October 19, 2024

About

Basically, contentious variables are inputted to Gaussian process model because this is Gaussian model. But Is it possible to handle categorical variables in Gaussian Process?

BoTorch

Actually, the BoTorch has the model and its kernel for handling categorical variables. I extracted the part where explains about it (https://botorch.org/api/models.html).

Model: MixedSingleTaskGP

It supports mixed search spaces, which combine discrete and continuous features, as well as solely discrete spaces.
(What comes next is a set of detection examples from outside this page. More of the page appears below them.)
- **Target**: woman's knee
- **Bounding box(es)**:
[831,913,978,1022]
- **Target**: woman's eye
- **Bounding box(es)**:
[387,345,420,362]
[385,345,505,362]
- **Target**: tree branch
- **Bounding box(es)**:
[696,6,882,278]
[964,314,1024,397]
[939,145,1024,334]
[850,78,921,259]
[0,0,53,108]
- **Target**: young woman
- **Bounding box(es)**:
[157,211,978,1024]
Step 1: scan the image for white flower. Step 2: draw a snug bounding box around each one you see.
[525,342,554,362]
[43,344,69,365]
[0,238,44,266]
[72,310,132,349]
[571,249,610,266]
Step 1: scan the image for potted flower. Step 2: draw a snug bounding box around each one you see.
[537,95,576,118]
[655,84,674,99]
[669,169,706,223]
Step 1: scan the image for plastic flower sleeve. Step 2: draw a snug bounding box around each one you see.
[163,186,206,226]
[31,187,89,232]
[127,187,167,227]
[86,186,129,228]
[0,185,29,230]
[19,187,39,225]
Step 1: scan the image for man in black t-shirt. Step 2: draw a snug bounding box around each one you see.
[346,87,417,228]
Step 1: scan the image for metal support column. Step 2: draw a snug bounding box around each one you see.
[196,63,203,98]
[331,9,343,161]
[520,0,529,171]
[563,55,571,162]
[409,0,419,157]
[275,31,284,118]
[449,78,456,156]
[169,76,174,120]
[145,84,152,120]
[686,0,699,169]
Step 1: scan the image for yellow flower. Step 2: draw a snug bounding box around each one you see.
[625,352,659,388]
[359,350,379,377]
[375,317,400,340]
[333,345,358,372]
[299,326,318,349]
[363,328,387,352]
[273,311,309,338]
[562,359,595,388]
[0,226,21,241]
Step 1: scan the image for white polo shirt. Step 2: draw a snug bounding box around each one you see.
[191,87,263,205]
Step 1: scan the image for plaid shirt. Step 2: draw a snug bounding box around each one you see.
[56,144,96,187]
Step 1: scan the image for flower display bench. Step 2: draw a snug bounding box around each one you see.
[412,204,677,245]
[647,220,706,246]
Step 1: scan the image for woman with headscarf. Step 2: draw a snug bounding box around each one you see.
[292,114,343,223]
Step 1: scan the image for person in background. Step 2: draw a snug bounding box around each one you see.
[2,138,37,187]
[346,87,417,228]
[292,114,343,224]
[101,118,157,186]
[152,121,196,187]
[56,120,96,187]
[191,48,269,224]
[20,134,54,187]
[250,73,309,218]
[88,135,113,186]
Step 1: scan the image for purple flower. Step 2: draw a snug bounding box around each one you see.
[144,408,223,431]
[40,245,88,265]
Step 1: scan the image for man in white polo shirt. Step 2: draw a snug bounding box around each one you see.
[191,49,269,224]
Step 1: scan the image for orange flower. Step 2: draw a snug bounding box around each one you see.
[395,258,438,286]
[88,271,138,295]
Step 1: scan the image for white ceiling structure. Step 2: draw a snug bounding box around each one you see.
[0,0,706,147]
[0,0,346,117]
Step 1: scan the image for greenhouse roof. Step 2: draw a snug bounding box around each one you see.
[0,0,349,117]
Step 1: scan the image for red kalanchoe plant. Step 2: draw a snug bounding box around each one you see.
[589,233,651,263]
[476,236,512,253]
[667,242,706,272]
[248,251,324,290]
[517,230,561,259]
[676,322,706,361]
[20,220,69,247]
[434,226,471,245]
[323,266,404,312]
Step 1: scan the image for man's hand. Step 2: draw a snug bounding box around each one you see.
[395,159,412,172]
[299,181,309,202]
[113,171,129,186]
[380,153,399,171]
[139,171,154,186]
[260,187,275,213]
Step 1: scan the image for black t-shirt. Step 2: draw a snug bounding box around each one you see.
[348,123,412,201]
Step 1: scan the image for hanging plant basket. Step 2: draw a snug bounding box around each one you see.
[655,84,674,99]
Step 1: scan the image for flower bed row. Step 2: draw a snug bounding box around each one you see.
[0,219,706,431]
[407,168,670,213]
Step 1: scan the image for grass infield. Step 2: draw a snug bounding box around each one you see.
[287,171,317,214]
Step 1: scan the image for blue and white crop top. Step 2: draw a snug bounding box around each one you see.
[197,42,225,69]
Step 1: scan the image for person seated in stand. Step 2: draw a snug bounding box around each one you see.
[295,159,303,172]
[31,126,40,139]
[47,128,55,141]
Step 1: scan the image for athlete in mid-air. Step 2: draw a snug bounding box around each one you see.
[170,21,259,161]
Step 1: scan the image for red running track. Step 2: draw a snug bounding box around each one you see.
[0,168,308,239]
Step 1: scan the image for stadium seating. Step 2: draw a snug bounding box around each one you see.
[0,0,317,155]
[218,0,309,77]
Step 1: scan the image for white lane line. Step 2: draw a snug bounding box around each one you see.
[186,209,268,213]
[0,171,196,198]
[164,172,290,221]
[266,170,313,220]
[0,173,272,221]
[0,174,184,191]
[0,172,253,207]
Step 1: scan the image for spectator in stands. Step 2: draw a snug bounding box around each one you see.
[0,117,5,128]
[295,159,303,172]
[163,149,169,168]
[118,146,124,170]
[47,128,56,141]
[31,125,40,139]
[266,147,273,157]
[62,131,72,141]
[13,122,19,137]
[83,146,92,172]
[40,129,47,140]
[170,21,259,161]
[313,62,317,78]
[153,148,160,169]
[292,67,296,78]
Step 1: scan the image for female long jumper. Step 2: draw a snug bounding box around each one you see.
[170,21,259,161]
It uses a kernel that combines a CategoricalKernel (based on Hamming distances) and a regular kernel into a kernel of the form.

Kernel: CategoricalKernel

Computes exp(-dist(x1, x2) / lengthscale), where dist(x1, x2) is zero if x1 == x2 and one if x1 != x2. If the last dimension is not a batch dimension, then the mean is considered.

What important here is that this kernel is NOT differentiable with respect to the inputs.

How to compose these Kernels

K((x_1, c_1), (x_2, c_2)) = K_{\text{cont\_1}}(x_1, x_2) + K_{\text{cat\_1}}(c_1, c_2) + K_{\text{cont\_2}}(x_1, x_2) \cdot K_{\text{cat\_2}}(c_1, c_2)

Better than One-Hot-Encoding?

 In discussion in BoTorch GitHub Repository(https://github.com/pytorch/botorch/discussions/1450), even though the other says that the Bayesian Optimization Library “Ax” has function to handle categorical variables by One-Hot-Encoding, an inquirer implies that this way works well.